Since Guile does not bother providing useful location data, the error
messages (when errors occur) will be close to useless.  They _always_
were close to useless before the last batch of changes causing your
problem.  They aren't anymore, but that will not help you when using
eval-string since eval-string does not set them to useful values for
some unfathomable reason.  Yes, this caught me on the wrong foot.

What you complain about here in that indirect manner were just bugs.
Those should certainly be reported and fixed.  But I am also currently
working on changes that will indeed be more disruptive to existing code
relying on less than pretty or comprehensible behavior of Lilypond.
They _will_ break existing complex code at the Scheme level even after
all bugs are shaken out.  And for good reason.  And no convert-ly magic
will be able to fix that.  Those changes will come with changes in the
regtests and in Lilypond's Scheme code because of that.

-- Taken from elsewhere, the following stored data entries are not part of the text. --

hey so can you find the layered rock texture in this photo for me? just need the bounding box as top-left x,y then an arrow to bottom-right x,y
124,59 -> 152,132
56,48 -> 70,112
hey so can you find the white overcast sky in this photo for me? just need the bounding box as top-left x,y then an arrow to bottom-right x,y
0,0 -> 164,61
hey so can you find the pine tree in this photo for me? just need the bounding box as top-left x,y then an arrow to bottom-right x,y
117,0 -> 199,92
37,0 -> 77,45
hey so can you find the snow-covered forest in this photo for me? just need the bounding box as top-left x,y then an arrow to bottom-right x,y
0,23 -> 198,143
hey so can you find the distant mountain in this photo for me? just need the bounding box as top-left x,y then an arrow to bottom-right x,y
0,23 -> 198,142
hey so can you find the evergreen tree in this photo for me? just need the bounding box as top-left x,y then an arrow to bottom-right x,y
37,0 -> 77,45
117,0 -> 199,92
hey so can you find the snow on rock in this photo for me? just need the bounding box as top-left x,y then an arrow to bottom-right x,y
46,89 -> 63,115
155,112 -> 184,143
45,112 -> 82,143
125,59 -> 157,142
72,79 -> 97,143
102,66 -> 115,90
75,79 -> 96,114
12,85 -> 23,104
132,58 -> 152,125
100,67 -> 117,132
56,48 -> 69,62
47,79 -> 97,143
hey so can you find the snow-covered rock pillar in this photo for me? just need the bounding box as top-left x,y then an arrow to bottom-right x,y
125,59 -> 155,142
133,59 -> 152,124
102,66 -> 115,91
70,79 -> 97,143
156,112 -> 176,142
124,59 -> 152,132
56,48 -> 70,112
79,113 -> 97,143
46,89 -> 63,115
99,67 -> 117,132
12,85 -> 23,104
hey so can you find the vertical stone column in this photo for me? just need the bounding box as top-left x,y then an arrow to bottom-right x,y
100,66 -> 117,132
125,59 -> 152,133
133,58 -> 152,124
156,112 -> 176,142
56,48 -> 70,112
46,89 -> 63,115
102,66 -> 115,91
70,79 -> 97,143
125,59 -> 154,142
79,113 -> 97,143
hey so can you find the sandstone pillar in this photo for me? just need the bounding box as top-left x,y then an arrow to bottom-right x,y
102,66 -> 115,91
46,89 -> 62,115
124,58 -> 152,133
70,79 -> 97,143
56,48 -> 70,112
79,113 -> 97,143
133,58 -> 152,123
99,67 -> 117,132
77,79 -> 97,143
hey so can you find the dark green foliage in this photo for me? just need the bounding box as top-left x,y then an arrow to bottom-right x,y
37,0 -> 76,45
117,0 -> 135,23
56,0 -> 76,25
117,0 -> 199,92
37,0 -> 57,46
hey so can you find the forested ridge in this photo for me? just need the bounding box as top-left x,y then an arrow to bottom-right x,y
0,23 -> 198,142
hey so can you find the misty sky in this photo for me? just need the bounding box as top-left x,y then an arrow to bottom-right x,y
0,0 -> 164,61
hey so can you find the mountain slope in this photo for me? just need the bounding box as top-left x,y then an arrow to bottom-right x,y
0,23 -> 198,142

So be sure to participate in the feedback loop in a timely and
productive manner.

I am working on turning Lilypond into an environment working in a way
that makes sense, is predictable, comfortable and powerful.  So far, I
have been able to do this with minimal disruption of existing code if we
disregard bugs slipping through our testing infrastructure.  But that's
not going to be the case every time.  I am pretty sure that you'll
appreciate most changes for ongoing work and wish that they had been
done earlier.  But if you really need complex documents meddling with
Lilypond internals to stay working without change, there is no real
option except keeping old versions of Lilypond around.